For the implications of this kind of confirmation of inflation, one obvious question is what it means for string theory. The standard argument from string theorists is that its testability problems arise because we can only do relatively low energy experiments, that at high enough energies, such as those of the very early universe, it would be testable (not true, since string theory is capable of giving you pretty much anything you want at any energy). The press coverage of what BICEP2 means for string theory is pretty comical [to be clear, the comedy is provided not by journalists, but by physicists and a "theory" that can explain anything], with Nature telling us:

The BICEP2 results will also send some string theorists back to the drawing board, says Frank Wilczek, a theoretical physicist and Nobel laureate at MIT. String theory posits that elementary particles are made of tiny vibrating loops of energy. Efforts to combine string theory with cosmology have led to inflationary models that generate gravitational waves with energies much lower than the level detected by BICEP2, he says.

Theoretical physicist Eva Silverstein of Stanford says she disagrees that string theory-based models of inflation are in any sort of trouble. “There is no sense in which we are forced to start over,” she says. She adds that in fact a separate class of theories that involve both axions and strings now look promising.

Linde agrees. “There is no need to discard string theory, it is just a normal process of learning which versions of the theory are better,” he says.

New Scientist has a string theorist making the usual claim that finally, string theory is testable, showing up those bloggers who say it isn’t. The idea is that the BICEP2 results don’t confirm inflation, but something completely different:

Picture the cosmos as a rolled-up piece of paper held in place with rubber bands, says Robert Brandenberger at McGill University in Montreal, Canada, who was part of a team that came up with the model in 1989.

The paper is a nine-dimensional universe, and the rubber bands are vibrating strings. If two strings meet, their edges can form a single, twisted loop. That would release three dimensions of space and one of time, which can then swell to the scales we see in the universe today. This process can account for the tiny density variations seen in the CMB and strong gravitational waves – no inflation required.

The BICEP2 results slightly favour this model. If Planck sees the same signal, it could be the first observational evidence for string theory. “For string theorists this is very important,” says Brandenberger. “Opponents can no longer say string theory does not connect with data.”

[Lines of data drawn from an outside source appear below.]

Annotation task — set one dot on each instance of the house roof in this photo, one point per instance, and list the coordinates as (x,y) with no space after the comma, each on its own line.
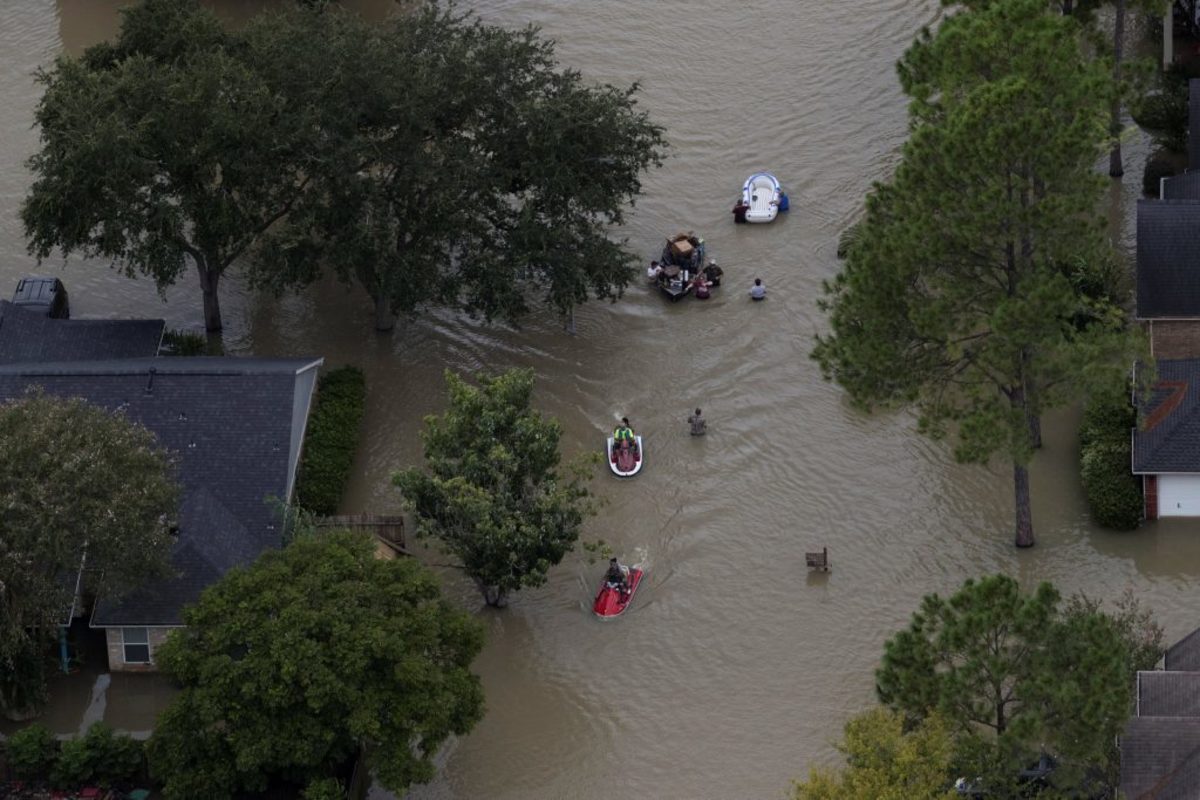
(1168,259)
(1181,187)
(1185,654)
(28,336)
(229,422)
(1193,124)
(1168,434)
(1161,758)
(1168,693)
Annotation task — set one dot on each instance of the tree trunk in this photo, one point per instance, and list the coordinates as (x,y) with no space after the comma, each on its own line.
(1021,497)
(210,277)
(385,320)
(1115,167)
(495,596)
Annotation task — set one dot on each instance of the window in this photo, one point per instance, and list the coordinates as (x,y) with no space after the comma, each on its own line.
(137,645)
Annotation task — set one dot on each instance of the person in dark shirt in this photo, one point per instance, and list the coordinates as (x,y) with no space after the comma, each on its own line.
(739,210)
(616,575)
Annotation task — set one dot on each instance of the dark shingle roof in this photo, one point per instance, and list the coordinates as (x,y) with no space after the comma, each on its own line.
(1168,434)
(1181,187)
(1161,758)
(1185,654)
(27,336)
(1194,124)
(1168,693)
(1168,259)
(229,423)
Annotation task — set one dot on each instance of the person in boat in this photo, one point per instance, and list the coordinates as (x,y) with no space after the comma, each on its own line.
(623,434)
(739,210)
(616,576)
(713,272)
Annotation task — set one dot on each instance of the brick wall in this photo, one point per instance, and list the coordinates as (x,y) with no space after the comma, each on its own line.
(1150,487)
(1175,338)
(117,649)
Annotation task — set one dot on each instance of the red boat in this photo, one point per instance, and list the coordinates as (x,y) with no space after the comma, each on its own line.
(612,601)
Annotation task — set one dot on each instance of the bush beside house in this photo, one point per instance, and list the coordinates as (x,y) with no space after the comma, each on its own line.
(333,438)
(1114,493)
(97,758)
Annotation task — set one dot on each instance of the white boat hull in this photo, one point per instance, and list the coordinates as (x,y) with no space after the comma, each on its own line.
(637,464)
(762,193)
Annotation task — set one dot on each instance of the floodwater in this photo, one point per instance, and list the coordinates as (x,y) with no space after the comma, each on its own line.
(736,668)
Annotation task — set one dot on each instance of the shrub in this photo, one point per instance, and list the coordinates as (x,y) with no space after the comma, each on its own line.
(97,757)
(189,343)
(1163,110)
(75,765)
(1113,492)
(30,751)
(1109,416)
(325,788)
(331,440)
(115,758)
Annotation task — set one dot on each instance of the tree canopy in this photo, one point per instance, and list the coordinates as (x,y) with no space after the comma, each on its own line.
(492,492)
(171,148)
(316,653)
(1019,672)
(887,762)
(76,482)
(958,296)
(479,174)
(438,161)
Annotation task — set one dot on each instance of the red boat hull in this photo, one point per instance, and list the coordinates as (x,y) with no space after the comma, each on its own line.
(612,602)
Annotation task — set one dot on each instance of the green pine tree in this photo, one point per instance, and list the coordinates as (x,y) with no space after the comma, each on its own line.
(954,298)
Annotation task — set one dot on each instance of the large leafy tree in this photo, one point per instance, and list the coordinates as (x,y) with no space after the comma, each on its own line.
(79,487)
(479,175)
(886,761)
(953,298)
(177,145)
(493,493)
(1015,669)
(309,657)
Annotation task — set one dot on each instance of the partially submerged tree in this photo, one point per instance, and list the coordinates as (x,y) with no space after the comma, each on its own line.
(174,146)
(493,494)
(480,174)
(887,761)
(953,299)
(79,486)
(1017,671)
(309,657)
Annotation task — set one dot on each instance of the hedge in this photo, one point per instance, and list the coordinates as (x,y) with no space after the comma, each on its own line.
(1114,493)
(30,752)
(99,757)
(189,343)
(331,440)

While Brandenberger argues that string theory is testable because it predicts inflation is wrong, Science has Scott Dodelson arguing that string theory is testable because it predicts various versions of inflation:

Moreover, Dodelson says, theories of quantum gravity, such as string theory, predict modifications to the shape of the inflaton energy landscape. So if that landscape can be measured precisely, he suggests, physicists might finally put string theory—long mocked as an untestable “theory of anything”—to a concrete test.

Then of course there’s Michio Kaku who at NBC News explains:

“Inflation simply says there was a bang, and it expanded rapidly, but it doesn’t say what the fuse was,” Kaku said. “Nobody can say they know what the fuse is.”

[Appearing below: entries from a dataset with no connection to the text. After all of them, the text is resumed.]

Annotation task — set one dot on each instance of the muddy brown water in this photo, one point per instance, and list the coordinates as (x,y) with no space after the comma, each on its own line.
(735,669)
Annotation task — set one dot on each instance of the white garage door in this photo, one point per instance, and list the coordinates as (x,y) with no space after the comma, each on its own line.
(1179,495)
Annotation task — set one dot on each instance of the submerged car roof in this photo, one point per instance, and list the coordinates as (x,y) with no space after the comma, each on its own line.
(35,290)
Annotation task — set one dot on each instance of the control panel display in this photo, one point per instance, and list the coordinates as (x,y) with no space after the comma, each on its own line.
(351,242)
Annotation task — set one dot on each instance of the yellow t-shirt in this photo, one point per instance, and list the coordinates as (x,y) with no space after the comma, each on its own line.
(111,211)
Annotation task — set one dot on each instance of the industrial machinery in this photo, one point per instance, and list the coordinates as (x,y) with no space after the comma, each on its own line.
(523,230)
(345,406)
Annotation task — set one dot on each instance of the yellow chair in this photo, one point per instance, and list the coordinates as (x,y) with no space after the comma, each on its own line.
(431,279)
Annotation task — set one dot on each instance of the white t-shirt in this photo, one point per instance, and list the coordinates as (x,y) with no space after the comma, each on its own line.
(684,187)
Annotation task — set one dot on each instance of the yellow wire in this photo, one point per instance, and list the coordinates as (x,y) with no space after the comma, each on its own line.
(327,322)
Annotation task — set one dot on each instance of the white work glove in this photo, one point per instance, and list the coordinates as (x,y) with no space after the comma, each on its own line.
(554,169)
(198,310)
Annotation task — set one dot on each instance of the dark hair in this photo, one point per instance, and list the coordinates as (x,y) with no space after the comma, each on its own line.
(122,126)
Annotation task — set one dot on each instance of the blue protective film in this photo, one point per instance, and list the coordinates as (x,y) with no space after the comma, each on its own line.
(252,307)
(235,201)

Kaku, a string theorist, says that string theory could provide the answer … or answers. The cosmic parameters for string theory suggest that the number of possible universes could amount to around 10 to the 500th power. That’s a 1 with 500 zeroes after it. Such a scenario offers so many possibilities for parallel universes that in some of them, “Elvis Presley is still alive,” Kaku joked.

Besides watching the string cosmology clown-show, I’ve not followed at all closely the huge amount of work done by theorists in recent decades on various ways to get inflationary scenarios, so don’t have anything well-informed to say about how the BICEP2 results will affect this area. One thing to watch will be a conference next week at Perimeter (thanks to a commenter here for pointing this out).

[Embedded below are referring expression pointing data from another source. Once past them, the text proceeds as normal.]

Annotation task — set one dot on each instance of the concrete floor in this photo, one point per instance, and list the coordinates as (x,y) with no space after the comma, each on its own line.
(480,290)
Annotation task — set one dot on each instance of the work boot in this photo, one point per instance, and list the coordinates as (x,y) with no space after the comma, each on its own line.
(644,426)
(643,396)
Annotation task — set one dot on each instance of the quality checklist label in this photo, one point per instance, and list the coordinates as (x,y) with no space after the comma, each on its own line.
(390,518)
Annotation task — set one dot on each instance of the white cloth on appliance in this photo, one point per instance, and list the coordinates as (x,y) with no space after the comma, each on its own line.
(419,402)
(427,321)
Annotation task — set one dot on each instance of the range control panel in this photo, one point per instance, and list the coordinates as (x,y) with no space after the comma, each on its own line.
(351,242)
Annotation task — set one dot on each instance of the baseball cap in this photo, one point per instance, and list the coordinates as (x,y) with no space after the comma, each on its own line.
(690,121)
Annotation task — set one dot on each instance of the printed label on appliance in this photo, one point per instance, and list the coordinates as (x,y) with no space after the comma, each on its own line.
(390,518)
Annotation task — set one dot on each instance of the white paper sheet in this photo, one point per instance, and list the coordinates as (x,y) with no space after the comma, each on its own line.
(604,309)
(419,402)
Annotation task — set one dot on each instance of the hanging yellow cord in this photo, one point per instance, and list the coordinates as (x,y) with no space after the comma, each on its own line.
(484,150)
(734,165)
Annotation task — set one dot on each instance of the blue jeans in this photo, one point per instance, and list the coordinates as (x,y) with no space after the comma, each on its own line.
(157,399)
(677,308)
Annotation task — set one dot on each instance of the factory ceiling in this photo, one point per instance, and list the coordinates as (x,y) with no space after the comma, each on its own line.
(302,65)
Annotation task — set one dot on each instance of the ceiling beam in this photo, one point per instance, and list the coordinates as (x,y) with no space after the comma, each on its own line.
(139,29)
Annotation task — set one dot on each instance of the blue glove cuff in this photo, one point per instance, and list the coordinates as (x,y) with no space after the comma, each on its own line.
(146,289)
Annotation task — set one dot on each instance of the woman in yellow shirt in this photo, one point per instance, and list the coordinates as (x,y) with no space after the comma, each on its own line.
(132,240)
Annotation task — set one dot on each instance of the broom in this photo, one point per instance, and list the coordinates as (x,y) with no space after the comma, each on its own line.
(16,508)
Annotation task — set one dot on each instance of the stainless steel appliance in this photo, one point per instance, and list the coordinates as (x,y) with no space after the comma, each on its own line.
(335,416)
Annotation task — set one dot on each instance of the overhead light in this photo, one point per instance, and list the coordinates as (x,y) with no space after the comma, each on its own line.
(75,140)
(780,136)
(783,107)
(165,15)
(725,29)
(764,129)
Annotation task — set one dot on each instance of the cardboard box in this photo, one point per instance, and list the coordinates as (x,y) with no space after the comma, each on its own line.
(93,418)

For some background on why I haven’t paid much attention to this, I should explain some history. Back in 1980 when Alan Guth’s work on inflation first came out, I was a graduate student and did pay close attention to what was going on. The arguments from Guth and others for inflation as an explanation for several otherwise hard to understand aspects of cosmology (the horizon problem, flatness problem) were (and are) compelling. Even better, the idea motivating Guth at the time was that the fields responsible for inflation would be those that broke the GUT symmetries, so grand unified particle physics models would explain aspects of cosmology, and cosmological observations might tell us more about GUTs. All in all, this was a very attractive idea.

Over the years though, no evidence for GUTs emerged and it became clear that GUTs didn’t actually provide very much in the way of explanatory power about the Standard Model. Lots of work was done on inflationary models, but these models just typically invoked a single conjectural scalar field (the “inflaton”), with its relationship to anything known in particle physics a mystery. Earlier CMB data gave some hints of further evidence for inflation, and now the BICEP2 data provides yet more significant evidence, so there’s lots of reasons to take seriously the idea of inflationary scenarios. The models getting some confirmation though seem to be very simple ones, with a single inflaton field and a very simple potential. This is great news for the general idea of inflation, but still leaves the whole subject with pretty much no convincing explanation of anything about particle physics, and with a minimal connection to quantum gravity (although one intriguing new BICEP2 paper I did notice was this one).

The sad thing about this whole subject though is how some people involved in it have reacted to its problems making connection with particle physics, by throwing in their lot with the multiverse as an explanation for the failure of string theory. The multiverse functions here as an all-purpose excuse for not being able to explain anything about particle physics, with the argument being made that particle physics is fundamentally something just random and inexplicable, different at different points of the multiverse.

The standard move of the people doing this is to point to the fact that in the simple models getting some confirmation, “eternal inflation” can give you lots of copies of our universe, all with the same physics. This is advertised as “evidence for the multiverse”, with no mention of the fact that, to the extent this is true, it’s evidence for what Tegmark calls a “Type I multiverse” (all the same physics), not a “Type II multiverse” (different physics in different universes, making our physics unpredictable). Several physicists in recent years have been engaged in a vigorous publicity campaign based on confusing this issue, and the BICEP2 results found them hard at work. There’s Max Tegmark here and here, Sean Carroll at the New York Times, and Andrei Linde and Alan Guth everywhere (see for example here, here and here).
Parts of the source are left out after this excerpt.